Believe it or not, guaranty contracts mean what they say. If a guarantor agrees to reimburse a lender for misappropriated security deposits, unpaid taxes, and the cost of enforcement, then – not surprisingly – courts will hold the guarantors liable for these expenses.
In Investors Warranty of America, Inc. v. Arrowhead Business Center, L.P., the guarantors signed a limited guaranty contract obligating them to pay up to $350,000 if the borrower defaulted on the $5,250,000 commercial loan secured by an office building in Peoria. In addition to this capped amount, the guarantors agreed to pay for certain “carve-out” expenses, including misappropriated security deposits, unpaid taxes, and costs of enforcement. These types of “carve-out” guaranty contracts are sometimes referred to as “bad-boy” guaranties since liability only attaches if “bad” acts occur. “Bad-boy” guaranties are thought to encourage cooperation by the borrower and guarantors if the loan goes into default. These “bad-boy” or “carve-out” guaranties are rarely addressed by appellate courts, which makes the Investors decision somewhat of a rarity.

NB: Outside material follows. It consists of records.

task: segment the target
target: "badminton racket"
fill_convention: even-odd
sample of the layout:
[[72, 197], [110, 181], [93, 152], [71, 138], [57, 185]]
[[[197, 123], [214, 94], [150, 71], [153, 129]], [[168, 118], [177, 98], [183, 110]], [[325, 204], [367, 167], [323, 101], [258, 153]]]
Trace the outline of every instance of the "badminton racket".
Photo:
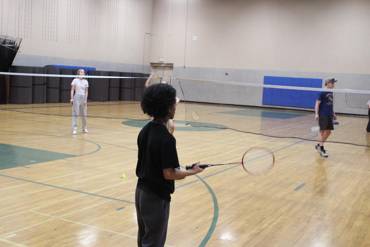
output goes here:
[[[275, 156], [273, 152], [269, 148], [255, 147], [247, 150], [243, 155], [242, 161], [239, 162], [224, 163], [214, 164], [202, 164], [201, 168], [205, 168], [215, 166], [233, 165], [241, 164], [244, 170], [253, 176], [266, 174], [274, 166]], [[186, 170], [192, 169], [194, 165], [186, 166]]]

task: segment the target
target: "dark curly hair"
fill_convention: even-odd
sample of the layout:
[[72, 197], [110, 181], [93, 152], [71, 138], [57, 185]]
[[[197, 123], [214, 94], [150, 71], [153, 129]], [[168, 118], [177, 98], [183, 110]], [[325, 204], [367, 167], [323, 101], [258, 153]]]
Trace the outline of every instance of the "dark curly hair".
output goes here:
[[141, 96], [141, 109], [144, 113], [155, 118], [164, 117], [168, 108], [176, 103], [176, 90], [167, 84], [151, 85]]

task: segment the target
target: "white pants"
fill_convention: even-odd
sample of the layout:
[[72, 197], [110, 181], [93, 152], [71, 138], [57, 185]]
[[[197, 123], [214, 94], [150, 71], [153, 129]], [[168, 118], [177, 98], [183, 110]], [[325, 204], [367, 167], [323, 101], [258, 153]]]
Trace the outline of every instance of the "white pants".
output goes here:
[[78, 114], [81, 110], [82, 129], [86, 128], [87, 106], [84, 105], [85, 94], [75, 94], [73, 96], [73, 104], [72, 106], [72, 129], [75, 130], [78, 127]]

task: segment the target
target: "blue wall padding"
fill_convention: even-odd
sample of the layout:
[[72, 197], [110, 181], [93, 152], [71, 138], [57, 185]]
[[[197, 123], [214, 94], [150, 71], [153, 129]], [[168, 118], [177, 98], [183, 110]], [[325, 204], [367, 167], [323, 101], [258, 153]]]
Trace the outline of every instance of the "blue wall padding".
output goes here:
[[96, 68], [93, 67], [86, 67], [84, 66], [72, 66], [71, 65], [62, 65], [61, 64], [51, 64], [57, 68], [59, 69], [73, 69], [77, 70], [83, 69], [85, 70], [85, 74], [88, 75], [89, 70], [96, 70]]
[[[321, 88], [322, 79], [265, 76], [265, 85]], [[317, 92], [283, 89], [264, 88], [262, 104], [314, 108]]]

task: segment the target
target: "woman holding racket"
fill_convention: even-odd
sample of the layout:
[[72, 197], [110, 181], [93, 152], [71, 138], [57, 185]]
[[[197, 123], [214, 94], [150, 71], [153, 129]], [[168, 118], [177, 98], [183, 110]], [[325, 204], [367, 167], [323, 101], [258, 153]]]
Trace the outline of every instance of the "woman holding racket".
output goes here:
[[366, 132], [370, 132], [370, 100], [367, 102], [367, 114], [369, 115], [369, 121], [367, 123]]
[[175, 89], [162, 83], [149, 86], [143, 92], [141, 109], [153, 118], [142, 128], [137, 139], [138, 179], [135, 206], [138, 246], [164, 246], [174, 180], [203, 170], [199, 161], [189, 171], [175, 168], [179, 166], [176, 140], [166, 125], [175, 116], [176, 96]]
[[[85, 70], [78, 70], [77, 76], [84, 76]], [[82, 132], [88, 133], [86, 129], [86, 115], [87, 114], [88, 89], [89, 83], [83, 77], [74, 79], [71, 84], [71, 100], [72, 103], [72, 133], [74, 135], [77, 134], [76, 130], [78, 126], [78, 114], [81, 111], [81, 121], [82, 123]], [[75, 91], [74, 96], [73, 93]]]

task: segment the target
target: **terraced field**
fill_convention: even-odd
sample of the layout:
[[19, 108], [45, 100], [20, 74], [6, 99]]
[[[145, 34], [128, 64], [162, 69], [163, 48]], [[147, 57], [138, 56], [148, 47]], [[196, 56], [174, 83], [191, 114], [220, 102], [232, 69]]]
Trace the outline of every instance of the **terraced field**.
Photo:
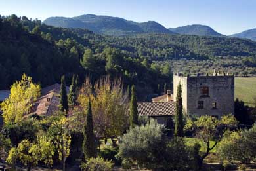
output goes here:
[[236, 77], [235, 98], [243, 100], [245, 105], [253, 106], [256, 98], [256, 77]]

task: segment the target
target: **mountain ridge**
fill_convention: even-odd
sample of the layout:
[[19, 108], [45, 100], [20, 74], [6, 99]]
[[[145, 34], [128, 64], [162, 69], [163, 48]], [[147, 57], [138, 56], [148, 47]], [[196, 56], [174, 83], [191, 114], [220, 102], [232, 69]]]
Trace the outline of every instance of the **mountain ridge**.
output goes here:
[[196, 35], [201, 36], [224, 36], [208, 26], [202, 24], [192, 24], [169, 28], [169, 30], [181, 35]]
[[253, 41], [256, 41], [256, 28], [247, 29], [241, 33], [230, 35], [229, 36], [233, 37], [247, 39]]
[[177, 34], [154, 22], [136, 22], [122, 18], [85, 14], [75, 17], [49, 17], [47, 25], [61, 28], [85, 28], [97, 33], [110, 35], [129, 35], [148, 33]]

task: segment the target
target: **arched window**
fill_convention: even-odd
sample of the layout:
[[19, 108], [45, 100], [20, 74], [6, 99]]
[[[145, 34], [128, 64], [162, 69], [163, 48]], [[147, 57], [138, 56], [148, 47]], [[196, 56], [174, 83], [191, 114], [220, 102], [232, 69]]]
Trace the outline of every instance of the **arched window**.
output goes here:
[[200, 94], [202, 96], [209, 96], [209, 87], [206, 86], [200, 87]]

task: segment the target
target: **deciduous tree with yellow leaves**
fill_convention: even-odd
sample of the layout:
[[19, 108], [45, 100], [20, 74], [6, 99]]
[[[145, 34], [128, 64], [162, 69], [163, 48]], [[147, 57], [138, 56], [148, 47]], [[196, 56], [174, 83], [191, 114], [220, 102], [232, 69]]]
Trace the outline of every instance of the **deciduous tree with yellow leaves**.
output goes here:
[[96, 81], [93, 86], [89, 79], [85, 81], [78, 102], [85, 113], [90, 97], [96, 137], [113, 140], [113, 138], [121, 136], [126, 130], [129, 122], [123, 105], [125, 96], [121, 79], [113, 81], [106, 77]]
[[20, 121], [23, 116], [30, 113], [40, 94], [40, 85], [33, 83], [32, 77], [23, 74], [21, 80], [11, 86], [9, 97], [0, 105], [5, 124]]

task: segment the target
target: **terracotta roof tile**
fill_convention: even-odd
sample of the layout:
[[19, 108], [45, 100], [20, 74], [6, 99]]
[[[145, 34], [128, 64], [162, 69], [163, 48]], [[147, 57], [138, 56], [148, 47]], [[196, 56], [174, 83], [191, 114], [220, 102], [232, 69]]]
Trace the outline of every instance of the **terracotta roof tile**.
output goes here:
[[[129, 113], [129, 105], [125, 106], [127, 113]], [[138, 102], [139, 116], [173, 116], [175, 113], [175, 102]]]

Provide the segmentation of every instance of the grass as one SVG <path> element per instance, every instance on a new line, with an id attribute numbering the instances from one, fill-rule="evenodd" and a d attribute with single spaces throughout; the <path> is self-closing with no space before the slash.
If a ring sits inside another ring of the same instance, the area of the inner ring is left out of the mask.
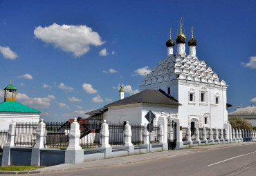
<path id="1" fill-rule="evenodd" d="M 38 168 L 44 168 L 45 166 L 1 166 L 0 170 L 4 171 L 30 171 Z"/>

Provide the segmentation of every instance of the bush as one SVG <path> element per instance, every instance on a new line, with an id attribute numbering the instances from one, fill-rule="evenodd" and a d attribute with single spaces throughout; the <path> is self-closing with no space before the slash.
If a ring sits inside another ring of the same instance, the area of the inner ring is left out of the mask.
<path id="1" fill-rule="evenodd" d="M 239 117 L 232 117 L 228 118 L 228 121 L 232 128 L 252 130 L 253 126 L 244 118 Z"/>

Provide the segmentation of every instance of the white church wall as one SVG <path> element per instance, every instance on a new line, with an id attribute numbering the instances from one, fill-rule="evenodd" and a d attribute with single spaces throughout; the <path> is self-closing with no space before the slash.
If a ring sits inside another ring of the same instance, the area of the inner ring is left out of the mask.
<path id="1" fill-rule="evenodd" d="M 109 107 L 104 118 L 107 123 L 122 124 L 128 121 L 130 124 L 141 124 L 141 104 Z"/>
<path id="2" fill-rule="evenodd" d="M 178 108 L 176 106 L 161 106 L 156 104 L 143 104 L 142 106 L 141 115 L 142 124 L 147 124 L 149 123 L 145 116 L 149 110 L 152 111 L 152 113 L 156 115 L 156 118 L 154 119 L 155 125 L 159 125 L 156 122 L 158 121 L 158 117 L 161 116 L 163 113 L 167 117 L 170 116 L 170 115 L 172 115 L 178 113 Z"/>
<path id="3" fill-rule="evenodd" d="M 12 122 L 39 122 L 39 119 L 38 113 L 1 112 L 0 130 L 8 130 Z"/>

In Investors, the loan documents required the borrower and guarantors to pay for: (i) misappropriated security deposits, (ii) unpaid taxes, and (iii) for all costs of enforcement unless the borrower agreed “in writing” to transfer the property to the lender. When the borrower defaulted, the lender sued the guarantors to recover not only the $350,000 cap, but also for the misused security deposits, the unpaid taxes, and the cost of enforcement.
i. Security Deposits
The guarantors argued that the security deposits were “rents” that could be used for any lawful purpose. Since the borrower used the security deposits for legitimate business expenses, the guarantors claimed that there was no “misappropriation.” However, the loan documents specifically excluded security deposits from the definition of “rents” and expressly provided that security deposits would be held “in trust” for the lender. The court followed the plain language of the contracts, and held the guarantors liable for the missing security deposits.
ii. Unpaid Taxes
As for the taxes, a receiver appointed over the property paid the 2009 taxes out of the operating account instead of the borrower’s tax escrow account. The receiver subsequently reimbursed the operating account from the escrow account. The lender came out of pocket to pay the 2010 taxes. The guarantors argued, convolutedly, that because the receiver paid the 2009 taxes out of the operating account such that (for a time) money remained in the tax escrow account, they should not be liable for the 2010 taxes. The flawed argument ignored the economic reality of the situation, and the court correctly held the guarantors liable for the 2010 taxes.
iii. Costs of Enforcement
Last, the guarantors argued that they should not be held responsible for the costs of enforcement because they fully cooperated with the trustee’s sale, and even stipulated to the appointment of a receiver. The court again looked to the loan documents to dismiss this argument. The loan documents provided that the guarantors would be liable for costs incurred unless the borrower “agreed in writing” to transfer the property to the lender. There being no such agreement, the court appropriately held the guarantors liable for all enforcement costs.
Take Away Points
To avoid costly litigation over carve-out obligations, know what the guaranty contract says and expect a court to enforce it according to its terms. By challenging the plain language of the guaranties in Investors, the guarantors may have increased their own costs and the “costs of enforcement” that they will end up having to pay to the lender.